A popular media narrative these days is that broadcast TV is being canceled. Yes, the networks keep pumping out shows while audiences congregate for live sports, local news, and special events like the Super Bowl. But viewership is shifting to streaming platforms, splintering audiences and ad dollars. For people under 20 who have never even seen a cable box, the concept of must-see TV might be as quaint as a rerun of Seinfeld—now streaming on Netflix, ad-free.
Broadcast TV stocks trade as if the future will be all digital. Nexstar Media Group (ticker: NXST), the country’s largest station owner, goes for six times estimated 2022 earnings.
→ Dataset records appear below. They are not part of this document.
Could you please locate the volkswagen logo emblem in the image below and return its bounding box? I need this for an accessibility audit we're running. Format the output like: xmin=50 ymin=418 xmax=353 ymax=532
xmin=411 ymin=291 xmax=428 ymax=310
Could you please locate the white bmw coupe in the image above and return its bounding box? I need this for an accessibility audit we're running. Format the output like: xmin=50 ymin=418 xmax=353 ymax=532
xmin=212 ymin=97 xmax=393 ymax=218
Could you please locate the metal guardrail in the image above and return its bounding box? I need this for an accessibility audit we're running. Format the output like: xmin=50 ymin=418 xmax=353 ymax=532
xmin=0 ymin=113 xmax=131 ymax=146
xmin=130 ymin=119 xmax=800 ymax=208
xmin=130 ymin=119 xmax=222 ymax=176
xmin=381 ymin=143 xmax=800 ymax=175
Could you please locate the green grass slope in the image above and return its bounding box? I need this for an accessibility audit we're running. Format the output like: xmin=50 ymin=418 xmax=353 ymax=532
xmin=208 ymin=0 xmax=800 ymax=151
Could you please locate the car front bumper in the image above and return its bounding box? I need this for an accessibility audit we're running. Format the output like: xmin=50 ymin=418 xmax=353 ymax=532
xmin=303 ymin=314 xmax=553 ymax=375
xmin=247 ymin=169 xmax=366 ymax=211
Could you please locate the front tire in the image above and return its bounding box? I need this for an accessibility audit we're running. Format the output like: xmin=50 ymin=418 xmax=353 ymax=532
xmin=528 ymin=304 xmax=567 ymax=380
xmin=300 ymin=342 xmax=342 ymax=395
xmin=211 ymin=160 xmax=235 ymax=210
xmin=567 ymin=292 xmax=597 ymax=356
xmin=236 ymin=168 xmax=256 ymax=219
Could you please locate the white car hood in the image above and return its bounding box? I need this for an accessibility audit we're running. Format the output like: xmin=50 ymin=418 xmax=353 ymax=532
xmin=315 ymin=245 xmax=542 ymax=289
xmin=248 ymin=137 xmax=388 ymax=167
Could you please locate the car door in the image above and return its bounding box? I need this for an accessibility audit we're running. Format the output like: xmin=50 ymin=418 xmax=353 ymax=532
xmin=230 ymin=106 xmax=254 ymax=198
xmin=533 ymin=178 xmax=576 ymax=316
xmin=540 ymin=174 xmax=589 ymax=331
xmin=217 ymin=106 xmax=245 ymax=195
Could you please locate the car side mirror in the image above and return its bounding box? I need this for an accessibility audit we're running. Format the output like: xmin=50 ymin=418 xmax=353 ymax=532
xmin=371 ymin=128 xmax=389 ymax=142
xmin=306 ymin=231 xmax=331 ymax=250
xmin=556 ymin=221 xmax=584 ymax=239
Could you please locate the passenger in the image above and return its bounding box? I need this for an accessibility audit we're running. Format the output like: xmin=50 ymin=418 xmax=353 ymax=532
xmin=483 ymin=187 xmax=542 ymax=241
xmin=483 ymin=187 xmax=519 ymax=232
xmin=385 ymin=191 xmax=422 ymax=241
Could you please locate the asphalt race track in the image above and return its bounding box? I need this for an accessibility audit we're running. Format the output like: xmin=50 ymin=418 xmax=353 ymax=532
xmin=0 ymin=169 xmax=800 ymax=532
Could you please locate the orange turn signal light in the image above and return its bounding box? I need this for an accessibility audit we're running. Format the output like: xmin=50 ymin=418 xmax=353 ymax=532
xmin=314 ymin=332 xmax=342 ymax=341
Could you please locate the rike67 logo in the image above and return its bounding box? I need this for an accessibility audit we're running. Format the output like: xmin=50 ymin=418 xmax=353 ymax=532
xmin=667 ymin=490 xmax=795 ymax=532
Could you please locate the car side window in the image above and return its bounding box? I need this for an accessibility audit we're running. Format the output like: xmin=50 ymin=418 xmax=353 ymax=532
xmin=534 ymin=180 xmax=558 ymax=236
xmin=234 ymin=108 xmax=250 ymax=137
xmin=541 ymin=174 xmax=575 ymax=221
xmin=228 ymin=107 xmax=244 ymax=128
Netflix (NFLX), by contrast, fetches 49 times.
TV broadcasters may never shake their Old Media shackles, but local TV is far from dead. The broadcasters still generate lots of free cash flow from advertising and distribution fees paid by cable, satellite, and internet services, including some of the new ad-supported apps from the major networks.
Gray Television (GTN), at about $23.50 a share, has a price/earnings ratio of five based on 2022 estimates. It looks like an inexpensive way to bet on broadcast soldiering on. The Atlanta-based company has been scooping up stations for years. It paid $3.7 billion for Raycom Media in 2019, added Quincy Media for $925 million this year, and aims to buy 17 stations from Meredith (MDP) for $2.8 billion, pending regulatory approvals. Assuming the deal closes as expected in December, Gray will reach 36% of U.S. households and operate in 113 markets, making it the second-largest local TV group.
The scale confers benefits. One is that Gray can sell more ads in markets where it carries at least two of the Big Four networks: ABC, NBC, CBS, and Fox. CBS audiences, for example, skew older, while Fox appeals to younger viewers, enabling Gray to sell ads against both demographics in various markets. It will be in 40 markets with more than one of the Big Four once the Meredith deal closes.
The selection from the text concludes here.